Ávila se quedó de nuevo corta en la respuesta de la afición a la convocatoria de un espectáculo taurino. Apenas unos 600 aficionados en la grada acudieron a presenciar el festejo benéfico de rejoneo a cargo de los caballeros Rui Fernandes, Leonardo Hernández y Manuel Manzanares y sus respectivas monturas. 
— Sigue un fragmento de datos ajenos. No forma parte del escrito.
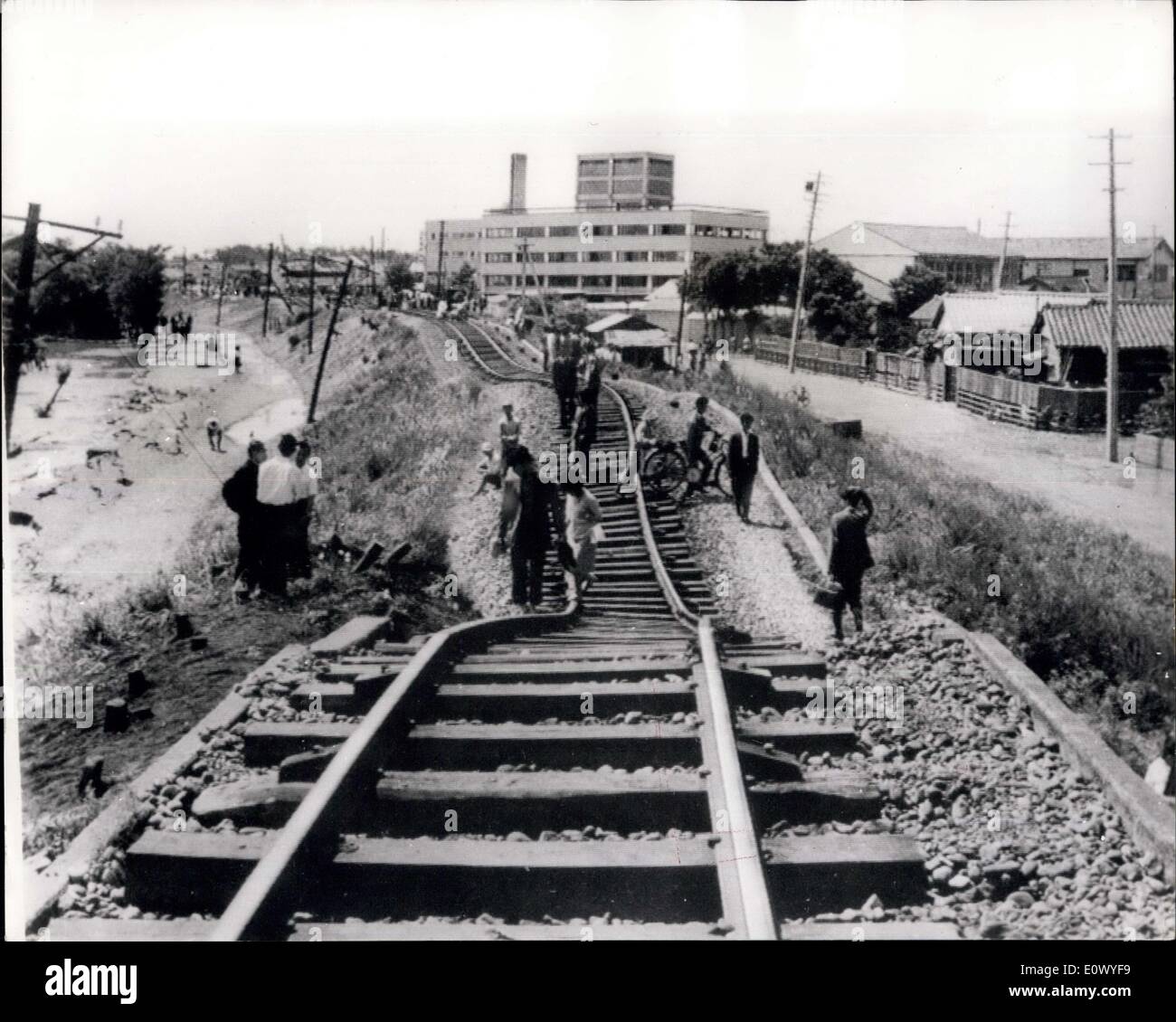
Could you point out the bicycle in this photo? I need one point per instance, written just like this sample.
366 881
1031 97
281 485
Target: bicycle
667 470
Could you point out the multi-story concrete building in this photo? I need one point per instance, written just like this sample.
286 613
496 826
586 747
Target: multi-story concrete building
615 243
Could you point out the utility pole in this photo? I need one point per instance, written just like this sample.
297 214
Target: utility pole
815 188
309 333
15 345
527 265
1112 306
1004 253
326 344
681 317
220 294
14 349
270 285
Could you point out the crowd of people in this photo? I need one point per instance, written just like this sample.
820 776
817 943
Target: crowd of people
532 509
273 498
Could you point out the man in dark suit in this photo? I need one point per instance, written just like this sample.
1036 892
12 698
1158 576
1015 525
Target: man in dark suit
744 462
849 555
240 493
564 379
537 512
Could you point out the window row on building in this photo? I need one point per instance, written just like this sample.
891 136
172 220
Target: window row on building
628 231
588 257
579 282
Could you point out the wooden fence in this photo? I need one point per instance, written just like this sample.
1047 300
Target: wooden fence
1036 406
815 356
900 373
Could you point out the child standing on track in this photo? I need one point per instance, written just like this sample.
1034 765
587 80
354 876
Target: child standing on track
583 516
509 431
849 555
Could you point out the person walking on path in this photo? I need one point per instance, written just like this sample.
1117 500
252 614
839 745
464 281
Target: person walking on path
695 446
215 435
281 486
583 516
240 493
537 513
583 425
849 555
744 463
509 430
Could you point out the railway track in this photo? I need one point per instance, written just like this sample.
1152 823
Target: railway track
587 774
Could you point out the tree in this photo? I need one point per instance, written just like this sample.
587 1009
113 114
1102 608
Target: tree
134 280
398 274
916 286
465 279
109 292
71 302
835 305
913 289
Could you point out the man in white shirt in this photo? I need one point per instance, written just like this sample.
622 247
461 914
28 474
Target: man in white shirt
281 486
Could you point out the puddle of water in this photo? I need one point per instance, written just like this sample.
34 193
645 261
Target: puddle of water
287 415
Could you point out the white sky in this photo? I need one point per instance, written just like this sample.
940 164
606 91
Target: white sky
204 124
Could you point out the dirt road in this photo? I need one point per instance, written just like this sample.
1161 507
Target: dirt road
1065 470
121 519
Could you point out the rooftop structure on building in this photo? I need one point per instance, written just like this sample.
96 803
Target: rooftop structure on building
624 181
881 251
618 242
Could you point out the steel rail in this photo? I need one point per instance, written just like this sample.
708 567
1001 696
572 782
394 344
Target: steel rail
744 879
310 835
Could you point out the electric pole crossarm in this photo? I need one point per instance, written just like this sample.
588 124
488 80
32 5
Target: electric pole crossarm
67 259
67 226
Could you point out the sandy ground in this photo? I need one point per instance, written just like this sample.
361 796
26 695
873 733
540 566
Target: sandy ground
105 528
1065 470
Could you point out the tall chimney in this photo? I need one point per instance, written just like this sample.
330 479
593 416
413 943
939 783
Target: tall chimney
517 183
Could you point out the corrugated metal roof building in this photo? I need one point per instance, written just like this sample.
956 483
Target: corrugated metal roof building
1139 325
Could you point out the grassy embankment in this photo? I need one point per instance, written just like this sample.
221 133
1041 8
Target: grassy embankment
1086 608
394 426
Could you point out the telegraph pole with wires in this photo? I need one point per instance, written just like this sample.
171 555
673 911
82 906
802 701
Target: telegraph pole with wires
812 187
1112 301
527 269
1004 253
16 343
270 287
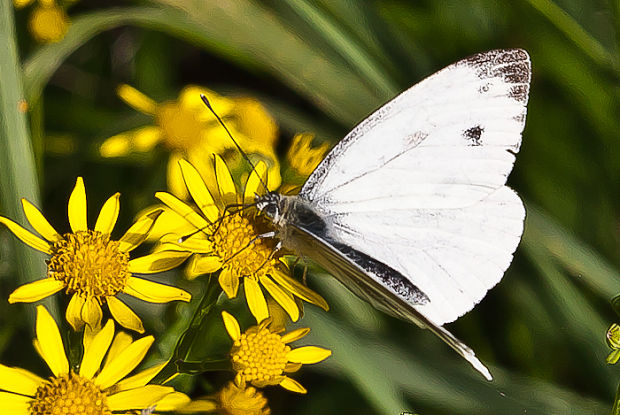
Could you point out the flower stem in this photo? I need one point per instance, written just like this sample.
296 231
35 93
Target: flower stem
19 178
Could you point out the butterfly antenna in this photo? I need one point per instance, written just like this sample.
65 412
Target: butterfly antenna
245 156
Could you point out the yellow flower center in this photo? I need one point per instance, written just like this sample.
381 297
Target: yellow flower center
235 242
90 264
259 355
235 400
48 23
181 126
69 394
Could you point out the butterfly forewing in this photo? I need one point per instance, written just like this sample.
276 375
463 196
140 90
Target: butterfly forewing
420 184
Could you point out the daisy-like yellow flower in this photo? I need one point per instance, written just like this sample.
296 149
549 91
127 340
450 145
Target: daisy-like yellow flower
261 356
188 130
92 267
232 399
92 389
48 22
303 157
229 240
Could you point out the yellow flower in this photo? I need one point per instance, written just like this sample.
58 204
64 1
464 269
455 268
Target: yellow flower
92 267
227 238
48 22
92 389
232 399
303 157
188 129
262 357
613 341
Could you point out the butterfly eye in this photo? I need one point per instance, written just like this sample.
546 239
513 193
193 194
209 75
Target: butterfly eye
271 210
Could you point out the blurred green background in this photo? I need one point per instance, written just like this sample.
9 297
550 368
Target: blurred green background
322 66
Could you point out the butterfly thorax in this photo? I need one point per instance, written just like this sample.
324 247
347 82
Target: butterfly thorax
287 211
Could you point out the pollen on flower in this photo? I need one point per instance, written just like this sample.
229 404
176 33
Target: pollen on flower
232 241
259 355
69 394
180 125
236 400
90 264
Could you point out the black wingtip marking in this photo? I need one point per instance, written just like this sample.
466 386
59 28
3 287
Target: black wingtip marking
473 135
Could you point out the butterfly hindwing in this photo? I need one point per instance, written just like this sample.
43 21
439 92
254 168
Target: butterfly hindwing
420 184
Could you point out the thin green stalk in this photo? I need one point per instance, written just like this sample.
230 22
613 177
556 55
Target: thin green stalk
345 45
575 32
19 178
615 410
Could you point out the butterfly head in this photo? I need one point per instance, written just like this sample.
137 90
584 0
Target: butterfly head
270 205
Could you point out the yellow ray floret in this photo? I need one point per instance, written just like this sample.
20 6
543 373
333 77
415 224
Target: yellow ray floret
97 388
262 356
229 238
92 267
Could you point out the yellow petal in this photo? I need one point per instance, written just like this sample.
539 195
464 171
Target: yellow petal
108 215
145 138
96 350
77 207
282 297
196 243
198 189
201 265
168 222
308 355
117 368
138 398
185 211
89 335
14 404
27 237
91 313
154 292
13 379
174 177
140 379
39 223
118 145
74 312
172 401
124 315
36 290
199 406
50 342
226 185
139 231
140 140
256 183
121 341
136 99
232 326
292 385
299 289
256 300
295 335
157 262
21 3
229 282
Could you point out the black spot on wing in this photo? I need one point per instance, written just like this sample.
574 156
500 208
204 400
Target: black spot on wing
473 135
512 65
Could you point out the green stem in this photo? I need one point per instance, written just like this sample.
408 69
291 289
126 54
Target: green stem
615 410
188 338
19 178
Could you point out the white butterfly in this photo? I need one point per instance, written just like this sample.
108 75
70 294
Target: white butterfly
410 210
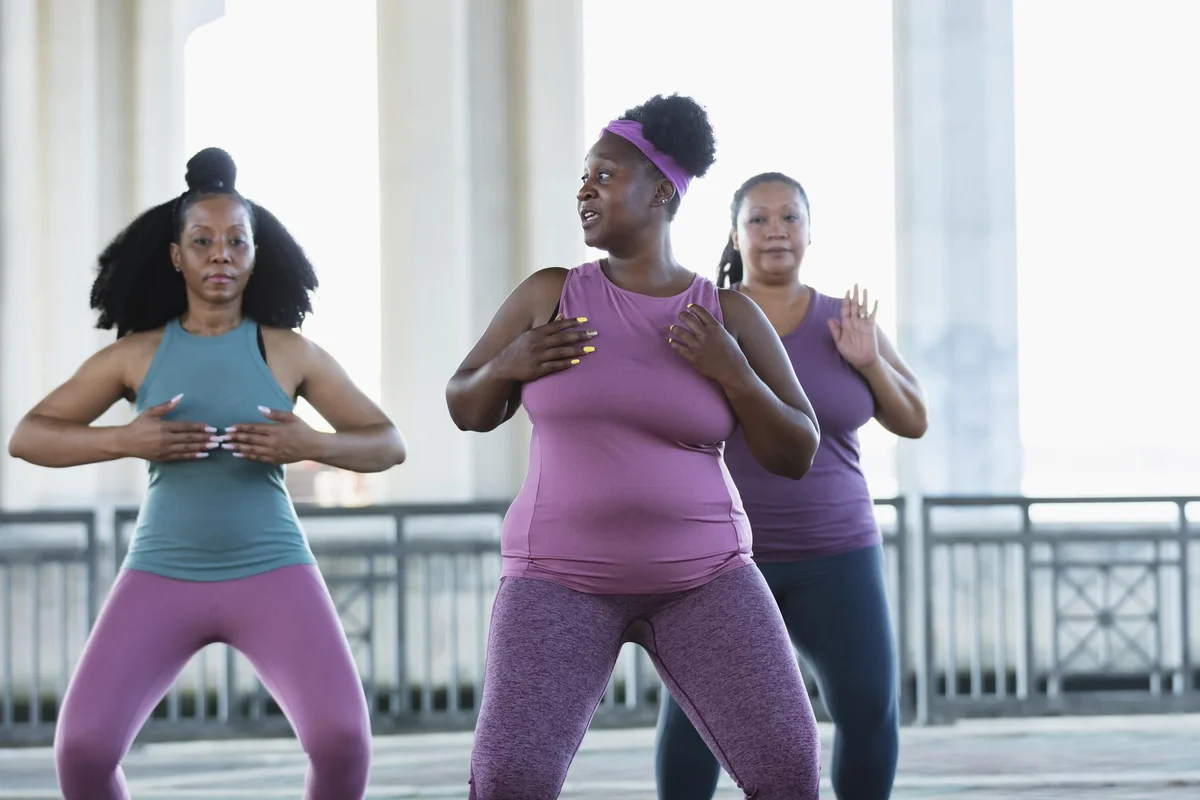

En las taquillas se anunciaba en una nota, el cambio de ganadería, siendo sustituida la prevista de Luis Frías por las de Olga García, García Jiménez y Peña de Francia. La mayor parte del ganado presentado fue mal recibido por el respetable a causa de su pequeño tamaño y falta de fuerza. Sin embargo, el toro más silbado fue, a la postre, el que mejor botín reportó a su rejoneador, el quinto de la tarde, lidiado por Leonardo Hernández, al que cortó las dos orejas.

 

Comenzó Rui Fernandes la corrida, vistoso, pero, en ocasiones, lejos del astado a la hora de dejar los rejones. Las ganas del público y el empeño del caballero le valieron si primer trofeo de la tarde. Para el segundo acto, Leonardo Hernández tiró de carácter y espectacularidad para ganarse a la grada, lo que le valió una oreja y la protesta del personal cuando la Presidencia no accedió a conceder la segunda. Manuel Manzanares no llegó a conectar durante la faena del tercero, por lo que no obtuvo recompensa alguna al final de su primer envite, frente a un protestado minitoro que tampoco estuvo por la labor de que eso ocurriera.

 

Con el cuarto de la tarde cuajó Rui Fernandes mejor faena que con su primero, pero consiguió similar recompensa, una oreja más, por lo que ya estaba asegurada la apertura de la Puerta de los Caballeros.

 

Para el quinto de la tarde el público había perdido gran parte de su paciencia, más cuando apareció por toriles el cuarto en discordia, que fue silbado y, tras su comportamiento tras el primer rejón, incluso coreado el "fuera, fuera". Fue el propio Leonardo Hernández quien pidió calma a los asistentes y se empeñó en sacar de sí mismo lo que no había frente a él, fotómetro que el respetable olvidara los avatares de la ganadería por mor de su buen hacer. Dos orejas de donde daba la impresión que no había ni faena.

 

Finalmente, Manuel Manzanares lo intentó, a sabiendas de que necesitaba bordarlo para no quedarse solo en el ruedo al final de la tarde, con más empeño que fortuna ni ayuda del astado, consiguiendo un solo trofeo y negándosele la puerta grande.